Other studies studying PRP for nerve regeneration injected PRPs at the same time, but analyzed the nerve regeneration at different times. Moreover, other studies commonly studied the effect of PRP at longer times, commonly after weeks [11, 20, 21]. Research by Abbasipour-Dalivand et al. used behavioral testing, sciatic nerve functional study, and gastrocnemius muscle mass as a nerve recovery parameter and found that PRP does improve nerve regeneration compared to other treatment, but this study does not differ the timing of treatment to injury [21]. Zhu Y et al. studied the effect of different doses of PRP instead and found that PRP with 4.5-fold of blood's concentration resulted in the best nerve regeneration compared to 3.5-fold and 6.5-fold [20]. Research by Ikumi A et al. found that local administration of PRP accelerates SC proliferation and, ultimately, nerve regeneration in vivo [11].

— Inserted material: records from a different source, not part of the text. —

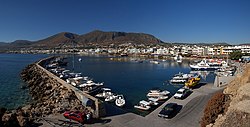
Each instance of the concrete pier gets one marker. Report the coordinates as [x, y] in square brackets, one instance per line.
[98, 109]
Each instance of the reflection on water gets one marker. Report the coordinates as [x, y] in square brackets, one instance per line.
[130, 77]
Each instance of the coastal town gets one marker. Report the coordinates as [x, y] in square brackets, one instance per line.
[143, 50]
[113, 63]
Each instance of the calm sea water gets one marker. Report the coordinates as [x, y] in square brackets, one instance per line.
[11, 95]
[130, 78]
[123, 75]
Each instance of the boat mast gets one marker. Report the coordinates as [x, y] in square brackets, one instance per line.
[73, 62]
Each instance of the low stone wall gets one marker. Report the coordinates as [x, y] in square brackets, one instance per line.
[238, 111]
[98, 109]
[50, 95]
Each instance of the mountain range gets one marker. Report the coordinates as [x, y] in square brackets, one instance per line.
[94, 38]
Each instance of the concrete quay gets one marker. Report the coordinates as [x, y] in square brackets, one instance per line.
[98, 110]
[189, 115]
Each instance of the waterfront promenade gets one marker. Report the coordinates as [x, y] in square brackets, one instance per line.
[189, 115]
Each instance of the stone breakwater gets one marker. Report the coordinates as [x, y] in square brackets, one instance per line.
[49, 97]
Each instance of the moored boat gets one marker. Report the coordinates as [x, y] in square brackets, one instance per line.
[120, 101]
[208, 65]
[180, 78]
[143, 105]
[110, 98]
[157, 93]
[105, 92]
[192, 81]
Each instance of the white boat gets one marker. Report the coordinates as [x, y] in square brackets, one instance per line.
[143, 105]
[105, 92]
[153, 101]
[161, 98]
[208, 65]
[120, 101]
[178, 58]
[154, 62]
[157, 93]
[180, 78]
[110, 98]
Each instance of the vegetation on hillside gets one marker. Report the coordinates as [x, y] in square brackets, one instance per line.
[218, 104]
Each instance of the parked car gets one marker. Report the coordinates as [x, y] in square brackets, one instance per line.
[182, 93]
[170, 110]
[75, 115]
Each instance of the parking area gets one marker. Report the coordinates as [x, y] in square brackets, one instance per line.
[189, 115]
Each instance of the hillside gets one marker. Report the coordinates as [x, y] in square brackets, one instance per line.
[100, 37]
[58, 40]
[94, 38]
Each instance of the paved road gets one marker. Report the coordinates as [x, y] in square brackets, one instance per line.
[189, 116]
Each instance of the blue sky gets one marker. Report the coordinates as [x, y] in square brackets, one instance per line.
[169, 20]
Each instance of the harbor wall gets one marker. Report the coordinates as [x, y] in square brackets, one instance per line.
[54, 95]
[237, 111]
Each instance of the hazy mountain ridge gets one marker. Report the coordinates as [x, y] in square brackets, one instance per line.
[67, 39]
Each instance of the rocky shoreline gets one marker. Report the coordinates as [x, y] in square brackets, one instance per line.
[48, 97]
[237, 113]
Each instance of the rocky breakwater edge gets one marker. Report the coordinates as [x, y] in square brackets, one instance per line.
[235, 110]
[49, 97]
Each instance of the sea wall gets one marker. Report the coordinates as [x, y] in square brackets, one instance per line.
[238, 111]
[50, 95]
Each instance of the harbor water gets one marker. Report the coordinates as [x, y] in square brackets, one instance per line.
[12, 93]
[124, 75]
[133, 79]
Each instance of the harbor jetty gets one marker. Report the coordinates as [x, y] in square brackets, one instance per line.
[50, 95]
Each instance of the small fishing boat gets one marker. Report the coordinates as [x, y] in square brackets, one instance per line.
[180, 78]
[161, 98]
[192, 81]
[105, 92]
[143, 105]
[154, 62]
[120, 101]
[110, 98]
[153, 101]
[80, 59]
[157, 93]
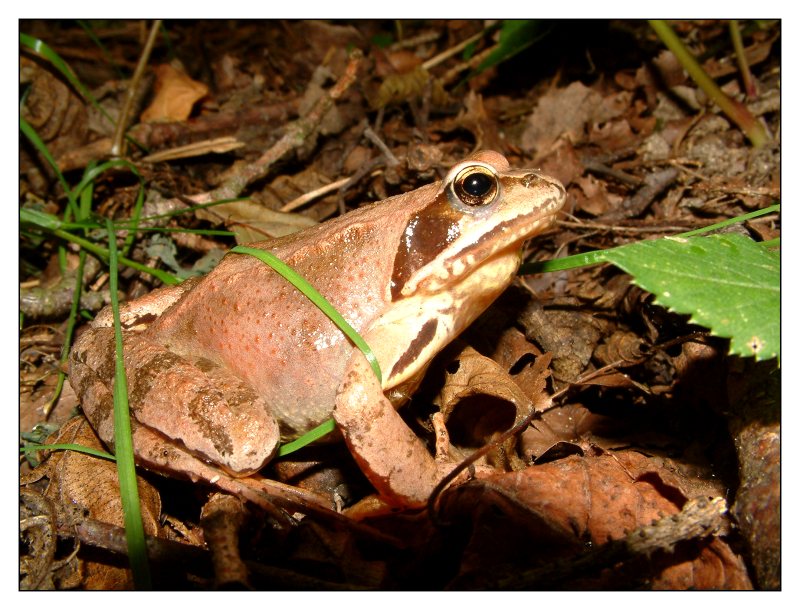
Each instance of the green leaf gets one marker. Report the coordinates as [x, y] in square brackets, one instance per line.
[727, 283]
[123, 441]
[516, 35]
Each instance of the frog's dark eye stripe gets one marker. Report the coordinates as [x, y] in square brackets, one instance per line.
[425, 335]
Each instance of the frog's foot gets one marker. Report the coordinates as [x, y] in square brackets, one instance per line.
[193, 404]
[392, 457]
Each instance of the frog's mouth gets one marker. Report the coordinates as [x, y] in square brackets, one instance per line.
[503, 242]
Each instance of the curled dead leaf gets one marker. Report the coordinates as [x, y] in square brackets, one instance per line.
[175, 96]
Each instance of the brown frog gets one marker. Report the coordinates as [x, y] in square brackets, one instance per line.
[224, 367]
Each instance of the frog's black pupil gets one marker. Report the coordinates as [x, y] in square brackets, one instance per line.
[477, 184]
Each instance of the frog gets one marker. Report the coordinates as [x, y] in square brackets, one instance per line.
[224, 368]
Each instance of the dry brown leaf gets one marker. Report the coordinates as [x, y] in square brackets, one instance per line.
[479, 398]
[566, 113]
[551, 512]
[85, 486]
[175, 96]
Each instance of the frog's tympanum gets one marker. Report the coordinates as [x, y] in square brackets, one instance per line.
[226, 366]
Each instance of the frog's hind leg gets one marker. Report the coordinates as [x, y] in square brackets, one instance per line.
[191, 402]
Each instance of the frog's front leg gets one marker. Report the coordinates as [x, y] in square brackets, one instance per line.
[392, 457]
[192, 404]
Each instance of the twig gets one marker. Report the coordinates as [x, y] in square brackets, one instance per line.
[118, 145]
[296, 134]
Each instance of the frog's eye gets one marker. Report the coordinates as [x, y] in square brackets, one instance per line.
[475, 186]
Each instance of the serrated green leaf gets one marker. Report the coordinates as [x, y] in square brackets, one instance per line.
[727, 283]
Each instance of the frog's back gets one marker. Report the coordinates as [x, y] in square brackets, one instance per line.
[247, 318]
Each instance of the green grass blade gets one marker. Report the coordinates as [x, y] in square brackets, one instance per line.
[734, 110]
[315, 297]
[123, 443]
[309, 437]
[45, 52]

An objective examination that is sufficient to describe the ability of the nerves is electromyography (EMG). EMG determines the distribution of neurogenic abnormalities, focal nerve, or radicular pathology. It can also reveal nerve dysfunction, muscle dysfunction, or problems with nerve-to-muscle signal transmission [25]. In this animal experiment, we could not find the tiny electrodes to translate these signals into graphs, sounds, or numerical values. Thus, this research has several limitations, the absent of electromyographic analysis of the muscle, and the less time used in evaluation interval. Further studies that include electromyographic analysis of the muscle and longer observation period are necessary to ascertain the result of this study.

5. Conclusion

This study found that the best time for injecting PRP for nerve regeneration is 14 days after injury. This study can be used as a basis for PRP to be used as an adjuvant therapy for promoting nerve regeneration and for further studies regarding PRP.